Six mega-grant projects in high-energy physics, announced this summer by Prime Minister Vladimir Putin, were never subject to open scientific debate. Most of them will be managed by the Kurchatov Institute in Moscow, whose director, Mikhail Kovalchuk, belongs to Putin's 'inner circle' (Nature 453, 702–703; 2008). The Scientific Cadres federal programme, which is managed by the Ministry of Science and Education and is formally a competition, has deteriorated into a distribution of contracts in narrowly defined areas, with some winners apparently being pre-selected.

All of this eats into the core funding for basic science. The budget of the Russian Foundation for Basic Research (RFBR), the only funding body with a grant system similar to the Western model, was cut sharply last year and will not increase until at least 2014. The average RFBR grant is about US$12,000 a year, and even that is in danger — the foundation's council is aiming to increase the number and size of 'innovative' technological projects in only a few areas.
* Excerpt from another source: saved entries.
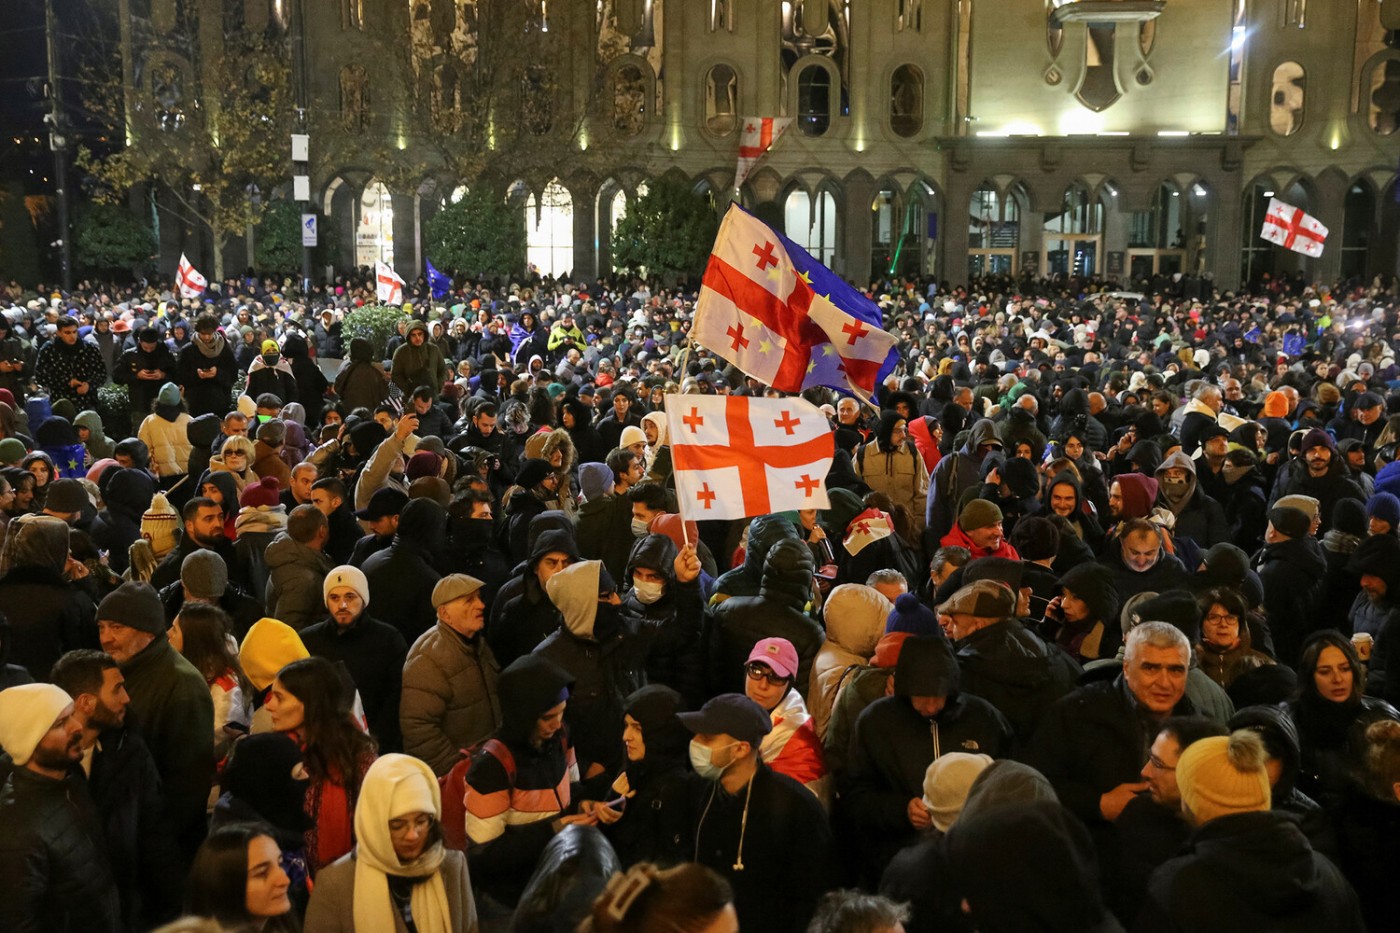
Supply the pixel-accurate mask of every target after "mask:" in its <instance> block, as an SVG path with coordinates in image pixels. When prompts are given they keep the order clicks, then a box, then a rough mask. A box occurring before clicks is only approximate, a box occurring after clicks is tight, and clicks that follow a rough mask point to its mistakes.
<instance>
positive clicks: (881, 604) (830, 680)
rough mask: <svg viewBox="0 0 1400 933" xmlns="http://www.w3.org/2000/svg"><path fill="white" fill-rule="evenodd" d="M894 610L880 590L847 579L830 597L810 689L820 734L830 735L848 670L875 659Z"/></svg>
mask: <svg viewBox="0 0 1400 933" xmlns="http://www.w3.org/2000/svg"><path fill="white" fill-rule="evenodd" d="M893 611H895V607H893V604H890V601H889V600H886V598H885V597H883V595H881V594H879V591H876V590H874V588H872V587H867V586H862V584H855V583H843V584H841V586H839V587H836V588H834V590H832V594H830V595H829V597H827V598H826V607H825V608H823V615H825V618H826V642H823V643H822V649H820V650H819V651H818V653H816V660H815V661H813V663H812V682H811V686H809V689H808V693H806V705H808V709H809V712H811V713H812V721H813V724H815V727H816V735H818V738H823V740H825V738H826V724H827V723H829V721H830V719H832V710H833V709H834V707H836V698H837V695H839V692H840V688H841V682H843V681H844V679H846V675H847V672H848V671H850V668H851V667H865V665H867V664H869V663H871V658H872V657H874V656H875V646H876V644H878V643H879V640H881V637H882V636H883V635H885V622H886V621H888V619H889V614H890V612H893Z"/></svg>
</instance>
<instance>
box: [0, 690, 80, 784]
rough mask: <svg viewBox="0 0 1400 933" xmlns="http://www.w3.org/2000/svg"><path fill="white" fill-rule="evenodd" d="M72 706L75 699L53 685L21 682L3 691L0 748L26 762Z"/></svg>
mask: <svg viewBox="0 0 1400 933" xmlns="http://www.w3.org/2000/svg"><path fill="white" fill-rule="evenodd" d="M71 705H73V698H71V696H69V695H67V693H66V692H64V691H63V689H62V688H57V686H55V685H53V684H22V685H20V686H11V688H10V689H6V691H0V748H4V749H6V751H7V752H8V754H10V758H13V759H14V763H17V765H21V766H24V765H27V763H28V762H29V758H32V756H34V749H35V748H38V747H39V742H41V741H43V735H45V734H46V733H48V731H49V730H50V728H53V723H55V721H57V719H59V716H62V714H63V710H66V709H67V707H69V706H71Z"/></svg>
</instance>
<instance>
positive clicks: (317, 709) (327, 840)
mask: <svg viewBox="0 0 1400 933" xmlns="http://www.w3.org/2000/svg"><path fill="white" fill-rule="evenodd" d="M353 696H354V693H353V691H351V689H350V688H349V686H347V685H346V682H344V681H343V679H342V678H340V672H339V671H337V670H336V665H335V664H332V663H330V661H328V660H326V658H323V657H308V658H302V660H300V661H293V663H291V664H288V665H287V667H284V668H281V671H279V672H277V678H276V679H274V681H273V684H272V688H270V689H269V692H267V699H266V700H265V703H263V706H265V707H266V710H267V713H269V716H272V724H273V728H276V730H277V731H280V733H284V734H287V735H291V737H293V738H295V740H297V742H298V744H300V745H301V749H302V754H304V755H305V756H307V773H308V776H309V777H311V783H309V785H308V786H307V815H308V817H311V820H312V822H314V825H312V828H311V829H308V831H307V860H308V862H309V863H311V870H312V871H316V870H318V869H321V866H325V864H330V863H332V862H335V860H336V859H339V857H340V856H343V855H344V853H347V852H350V849H351V848H353V846H354V834H353V829H351V817H353V814H354V806H356V800H357V799H358V796H360V785H361V780H363V779H364V775H365V772H367V770H368V769H370V765H371V763H374V759H375V744H374V738H371V737H370V735H368V734H365V733H364V731H363V730H361V728H360V727H358V724H357V723H356V720H354V716H353V714H351V698H353Z"/></svg>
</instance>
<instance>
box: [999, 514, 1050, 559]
mask: <svg viewBox="0 0 1400 933" xmlns="http://www.w3.org/2000/svg"><path fill="white" fill-rule="evenodd" d="M1009 541H1011V546H1012V548H1015V549H1016V553H1019V555H1021V558H1022V559H1023V560H1049V559H1051V558H1054V556H1056V555H1058V553H1060V530H1058V528H1056V524H1054V523H1053V521H1050V520H1049V518H1046V517H1044V516H1026V517H1023V518H1022V520H1021V521H1018V523H1016V527H1015V528H1012V530H1011V538H1009Z"/></svg>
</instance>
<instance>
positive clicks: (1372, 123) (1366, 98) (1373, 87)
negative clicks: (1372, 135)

The bureaucratic problems you mention make life difficult for mega-grant holders, but at least they can communicate directly with science minister Andrei Fursenko and even President Dmitry Medvedev. For the less fortunate majority of Russian scientists, these problems make doing science, especially experimental science, almost impossible.

The international community helped Russian science in the 1990s, when collaboration and international grants offered a lifeline for many Russian groups. Now we need the voices of our colleagues around the world to press Russia's scientific leadership into accepting international norms in funding and decision-making, and to clear Russian science of any cronyism and corruption.